By Kelly Morris
In September 2009, during a game of golf, Rainier’s Bruce Dickinson and Jamie Gallagher of Sopers Inc., Toronto, Ontario, discussed a potential alliance to bid for the 2010 Winter Olympic Games in Vancouver, British Columbia. After several months of negotiations and pre-bid submittals, the alliance formed and submitted a bid for 12 40-foot-tall, internally lit way-finding towers and more than 200 custom signs.
Rainier was awarded the mission to design and fabricate the 12 towers in its 140,000-square-foot Seattle facility. Sopers Inc. would provide all site, concrete, installation, maintenance and removal services in Vancouver.
The towers are assembled with a steel frame system and an aluminum staple track system for digitally printed fabric graphics. They rise from a concrete base with decorative beetle wood (wood from forests heavily damaged by wood-boring beetles). Construction of the towers drew from the core strengths of each division at Rainier; an established group of engineers in DTS, skilled artisans from the frame shop, woodshop and fabric shop, as well as expert designers and technicians from the display division.
The towers are seven feet wide with rounded corners at different angles. The internal lighting for the backlit graphics cycles through red, blue and white every two minutes. The lights are minimal energy usage LEDs.
The fabric choice was 16-ounce Cooley 0606 White Translucent Recyclable material and interchangeable quarter-inch acrylic inserts. The main panel with the Olympic Winter Games logo required a blockout vinyl corner wrap with cut out text of the Olympic village namesake. This method blocks the internal backlight from the area surrounding the text to create an aquarium-like glowing effect. The procedure entailed blockout vinyl cut out on a CEI Plotter, then heat transferred to the translucent vinyl by the Sunbrella Graphics System.

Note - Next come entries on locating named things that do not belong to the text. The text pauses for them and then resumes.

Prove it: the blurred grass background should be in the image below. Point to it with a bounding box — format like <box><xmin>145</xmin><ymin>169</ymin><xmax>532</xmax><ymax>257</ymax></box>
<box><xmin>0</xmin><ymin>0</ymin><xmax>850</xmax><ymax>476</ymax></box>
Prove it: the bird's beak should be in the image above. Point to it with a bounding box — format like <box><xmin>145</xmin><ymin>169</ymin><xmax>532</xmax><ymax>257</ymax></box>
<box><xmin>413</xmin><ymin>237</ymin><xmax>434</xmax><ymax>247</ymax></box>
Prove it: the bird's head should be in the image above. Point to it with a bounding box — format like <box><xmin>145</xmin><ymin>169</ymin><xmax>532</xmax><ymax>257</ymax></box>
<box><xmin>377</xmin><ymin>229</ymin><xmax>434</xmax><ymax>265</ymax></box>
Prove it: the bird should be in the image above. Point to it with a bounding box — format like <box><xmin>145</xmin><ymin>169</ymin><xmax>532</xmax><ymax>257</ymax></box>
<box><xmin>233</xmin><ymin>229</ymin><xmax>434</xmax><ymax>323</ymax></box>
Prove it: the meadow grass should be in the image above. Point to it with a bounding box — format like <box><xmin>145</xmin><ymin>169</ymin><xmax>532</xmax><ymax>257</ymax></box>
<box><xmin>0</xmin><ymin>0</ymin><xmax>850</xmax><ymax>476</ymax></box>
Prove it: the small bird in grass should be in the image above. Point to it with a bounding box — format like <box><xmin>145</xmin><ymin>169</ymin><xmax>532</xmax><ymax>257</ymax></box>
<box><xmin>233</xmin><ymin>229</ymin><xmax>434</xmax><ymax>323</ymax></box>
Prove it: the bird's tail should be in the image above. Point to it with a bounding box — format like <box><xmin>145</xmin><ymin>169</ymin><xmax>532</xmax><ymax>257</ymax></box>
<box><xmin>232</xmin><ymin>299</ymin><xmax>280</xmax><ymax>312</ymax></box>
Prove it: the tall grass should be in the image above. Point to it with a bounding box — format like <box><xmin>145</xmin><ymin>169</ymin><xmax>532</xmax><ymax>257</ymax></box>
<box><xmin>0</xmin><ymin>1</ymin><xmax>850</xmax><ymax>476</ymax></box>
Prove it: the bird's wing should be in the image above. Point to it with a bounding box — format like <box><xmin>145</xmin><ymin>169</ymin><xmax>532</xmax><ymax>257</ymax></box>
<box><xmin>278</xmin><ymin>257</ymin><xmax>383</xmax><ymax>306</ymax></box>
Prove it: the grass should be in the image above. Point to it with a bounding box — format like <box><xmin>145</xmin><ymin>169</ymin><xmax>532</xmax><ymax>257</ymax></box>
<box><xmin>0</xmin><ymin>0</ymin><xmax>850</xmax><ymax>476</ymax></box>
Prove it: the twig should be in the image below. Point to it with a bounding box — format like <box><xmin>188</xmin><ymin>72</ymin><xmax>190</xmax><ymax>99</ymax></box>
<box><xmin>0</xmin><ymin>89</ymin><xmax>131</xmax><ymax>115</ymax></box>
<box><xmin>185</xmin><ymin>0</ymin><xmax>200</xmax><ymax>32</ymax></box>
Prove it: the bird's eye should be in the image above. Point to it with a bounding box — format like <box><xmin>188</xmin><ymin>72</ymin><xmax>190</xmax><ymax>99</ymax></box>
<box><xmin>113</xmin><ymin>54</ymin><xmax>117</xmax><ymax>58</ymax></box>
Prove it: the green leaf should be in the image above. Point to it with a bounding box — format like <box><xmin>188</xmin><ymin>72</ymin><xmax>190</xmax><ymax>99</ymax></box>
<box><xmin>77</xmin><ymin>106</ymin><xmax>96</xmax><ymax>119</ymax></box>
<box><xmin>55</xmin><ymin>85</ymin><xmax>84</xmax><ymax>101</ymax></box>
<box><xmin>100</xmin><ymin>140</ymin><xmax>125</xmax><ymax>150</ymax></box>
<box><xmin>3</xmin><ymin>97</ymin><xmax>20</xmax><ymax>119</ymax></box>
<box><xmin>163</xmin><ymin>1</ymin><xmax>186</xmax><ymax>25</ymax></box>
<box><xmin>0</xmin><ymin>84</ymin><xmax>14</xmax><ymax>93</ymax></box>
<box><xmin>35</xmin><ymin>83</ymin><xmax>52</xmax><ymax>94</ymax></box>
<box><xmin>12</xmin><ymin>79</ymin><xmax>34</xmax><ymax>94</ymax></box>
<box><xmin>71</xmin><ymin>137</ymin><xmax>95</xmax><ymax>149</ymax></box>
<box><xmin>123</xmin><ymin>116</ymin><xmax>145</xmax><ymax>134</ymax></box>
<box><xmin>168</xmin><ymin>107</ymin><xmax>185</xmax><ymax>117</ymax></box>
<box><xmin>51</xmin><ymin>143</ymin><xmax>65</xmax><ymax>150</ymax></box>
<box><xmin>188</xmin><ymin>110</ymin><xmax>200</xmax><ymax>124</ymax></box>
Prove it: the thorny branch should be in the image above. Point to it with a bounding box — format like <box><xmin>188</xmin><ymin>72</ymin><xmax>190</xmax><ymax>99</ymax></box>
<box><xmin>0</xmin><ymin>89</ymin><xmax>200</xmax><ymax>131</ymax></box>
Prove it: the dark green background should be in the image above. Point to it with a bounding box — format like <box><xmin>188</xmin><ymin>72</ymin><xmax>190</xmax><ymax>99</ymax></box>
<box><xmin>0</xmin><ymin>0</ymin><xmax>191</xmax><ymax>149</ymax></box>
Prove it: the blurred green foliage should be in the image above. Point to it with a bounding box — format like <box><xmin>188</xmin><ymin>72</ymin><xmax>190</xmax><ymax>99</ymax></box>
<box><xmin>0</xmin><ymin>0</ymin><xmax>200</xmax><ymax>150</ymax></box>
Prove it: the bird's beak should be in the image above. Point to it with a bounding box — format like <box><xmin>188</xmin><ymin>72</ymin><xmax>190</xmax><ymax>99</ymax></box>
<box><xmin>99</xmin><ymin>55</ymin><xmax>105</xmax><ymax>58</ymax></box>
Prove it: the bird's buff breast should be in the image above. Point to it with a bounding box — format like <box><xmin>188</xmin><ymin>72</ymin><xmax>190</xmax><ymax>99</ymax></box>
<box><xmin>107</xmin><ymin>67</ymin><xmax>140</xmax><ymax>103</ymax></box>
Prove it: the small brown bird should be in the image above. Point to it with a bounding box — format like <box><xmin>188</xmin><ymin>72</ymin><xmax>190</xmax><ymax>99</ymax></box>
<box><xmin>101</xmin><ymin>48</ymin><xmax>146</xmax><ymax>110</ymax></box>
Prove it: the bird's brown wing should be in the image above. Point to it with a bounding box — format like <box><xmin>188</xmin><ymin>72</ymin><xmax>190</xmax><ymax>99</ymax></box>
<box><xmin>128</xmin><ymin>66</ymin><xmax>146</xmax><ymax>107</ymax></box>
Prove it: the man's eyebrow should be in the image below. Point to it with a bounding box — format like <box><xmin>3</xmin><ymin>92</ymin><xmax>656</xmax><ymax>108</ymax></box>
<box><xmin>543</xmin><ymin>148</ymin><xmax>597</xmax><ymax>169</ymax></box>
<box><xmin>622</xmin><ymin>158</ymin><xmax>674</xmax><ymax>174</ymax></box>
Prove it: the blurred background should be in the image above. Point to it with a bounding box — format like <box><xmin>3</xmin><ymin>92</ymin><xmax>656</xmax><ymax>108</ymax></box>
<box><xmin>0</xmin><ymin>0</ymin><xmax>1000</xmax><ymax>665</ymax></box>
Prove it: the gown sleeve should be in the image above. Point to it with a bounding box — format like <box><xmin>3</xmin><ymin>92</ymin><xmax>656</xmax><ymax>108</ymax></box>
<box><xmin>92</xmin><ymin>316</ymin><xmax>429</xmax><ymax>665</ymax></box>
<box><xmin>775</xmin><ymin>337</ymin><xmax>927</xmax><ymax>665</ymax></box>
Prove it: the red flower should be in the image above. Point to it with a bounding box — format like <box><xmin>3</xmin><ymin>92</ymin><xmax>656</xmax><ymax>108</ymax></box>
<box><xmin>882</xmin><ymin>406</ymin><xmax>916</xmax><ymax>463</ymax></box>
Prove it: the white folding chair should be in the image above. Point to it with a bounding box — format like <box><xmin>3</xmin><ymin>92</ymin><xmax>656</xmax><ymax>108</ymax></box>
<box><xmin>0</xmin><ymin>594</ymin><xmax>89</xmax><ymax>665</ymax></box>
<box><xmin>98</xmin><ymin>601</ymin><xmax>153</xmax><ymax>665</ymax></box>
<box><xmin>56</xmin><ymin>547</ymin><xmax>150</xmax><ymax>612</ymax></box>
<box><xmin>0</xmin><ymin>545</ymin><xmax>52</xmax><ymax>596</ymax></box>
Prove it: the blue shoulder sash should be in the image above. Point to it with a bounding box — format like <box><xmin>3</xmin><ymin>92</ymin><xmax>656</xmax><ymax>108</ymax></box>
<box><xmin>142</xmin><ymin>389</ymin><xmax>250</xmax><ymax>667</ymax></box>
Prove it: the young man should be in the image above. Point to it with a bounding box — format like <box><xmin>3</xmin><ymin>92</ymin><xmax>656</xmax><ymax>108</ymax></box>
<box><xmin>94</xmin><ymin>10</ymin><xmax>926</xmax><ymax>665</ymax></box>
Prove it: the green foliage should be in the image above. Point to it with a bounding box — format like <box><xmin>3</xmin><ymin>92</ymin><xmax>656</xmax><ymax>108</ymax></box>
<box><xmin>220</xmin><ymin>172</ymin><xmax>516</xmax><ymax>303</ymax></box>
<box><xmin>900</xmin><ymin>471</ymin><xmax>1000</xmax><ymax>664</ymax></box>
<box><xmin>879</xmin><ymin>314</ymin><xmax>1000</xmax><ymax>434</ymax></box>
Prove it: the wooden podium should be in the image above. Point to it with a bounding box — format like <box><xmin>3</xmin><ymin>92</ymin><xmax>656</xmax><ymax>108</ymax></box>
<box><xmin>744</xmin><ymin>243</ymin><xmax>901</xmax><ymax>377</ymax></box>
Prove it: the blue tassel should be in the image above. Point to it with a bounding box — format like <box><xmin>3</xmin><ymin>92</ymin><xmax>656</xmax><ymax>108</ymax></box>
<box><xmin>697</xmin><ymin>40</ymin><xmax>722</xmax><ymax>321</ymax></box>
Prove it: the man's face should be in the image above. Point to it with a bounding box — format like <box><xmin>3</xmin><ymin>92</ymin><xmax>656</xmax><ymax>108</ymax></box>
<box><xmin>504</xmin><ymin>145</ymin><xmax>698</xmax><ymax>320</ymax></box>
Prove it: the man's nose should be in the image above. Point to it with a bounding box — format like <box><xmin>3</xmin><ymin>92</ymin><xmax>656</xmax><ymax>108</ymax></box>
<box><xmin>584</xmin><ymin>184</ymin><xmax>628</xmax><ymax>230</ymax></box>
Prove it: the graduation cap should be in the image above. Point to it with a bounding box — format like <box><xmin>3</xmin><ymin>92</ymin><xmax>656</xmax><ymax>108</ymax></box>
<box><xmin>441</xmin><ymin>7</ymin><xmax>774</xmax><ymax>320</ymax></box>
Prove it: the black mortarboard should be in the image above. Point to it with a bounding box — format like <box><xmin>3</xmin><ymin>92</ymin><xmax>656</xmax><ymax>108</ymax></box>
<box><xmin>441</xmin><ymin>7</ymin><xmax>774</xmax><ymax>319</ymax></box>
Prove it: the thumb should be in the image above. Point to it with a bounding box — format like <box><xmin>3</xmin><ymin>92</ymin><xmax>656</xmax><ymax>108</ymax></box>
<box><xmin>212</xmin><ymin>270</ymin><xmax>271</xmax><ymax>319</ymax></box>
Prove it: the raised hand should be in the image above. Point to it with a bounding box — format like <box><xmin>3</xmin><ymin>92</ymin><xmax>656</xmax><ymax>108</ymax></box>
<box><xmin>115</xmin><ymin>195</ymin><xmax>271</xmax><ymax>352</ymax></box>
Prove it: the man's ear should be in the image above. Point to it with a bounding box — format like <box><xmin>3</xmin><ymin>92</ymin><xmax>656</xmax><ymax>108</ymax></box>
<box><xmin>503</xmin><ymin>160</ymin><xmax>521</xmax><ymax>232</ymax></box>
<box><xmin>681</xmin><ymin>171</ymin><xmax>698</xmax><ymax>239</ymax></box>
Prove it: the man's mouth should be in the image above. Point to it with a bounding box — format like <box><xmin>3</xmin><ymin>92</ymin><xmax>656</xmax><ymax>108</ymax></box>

The blockout corner wrap panels and the adjacent panels hold quarter-inch acrylic pictograms. The tower structures are to be repurposed for the Paralympics later this year, and the pictograms need to be interchangeable. The digitally printed quarter-inch acrylic was installed by bolting a piece behind the fabric and inside the tower to the printed acrylic over the fabric on the outside of the tower.
Printing on the translucent fabric was challenging. The art consisted of two-toned floral leaf graphics that overlapped text reading, “With Glowing Hearts” (from the Canadian National Anthem) in both English and French. For the text, Vancouver Organizing Committee designers determined the backlit design would be composed of a white ink flood with reversed text. The white ink flood is intended as a blockout medium for a more subtle effect, where some light is allowed to pass through. The result created a higher contrast between the corner wrap with blockout vinyl and the adjacent panels with the white ink and reversed text.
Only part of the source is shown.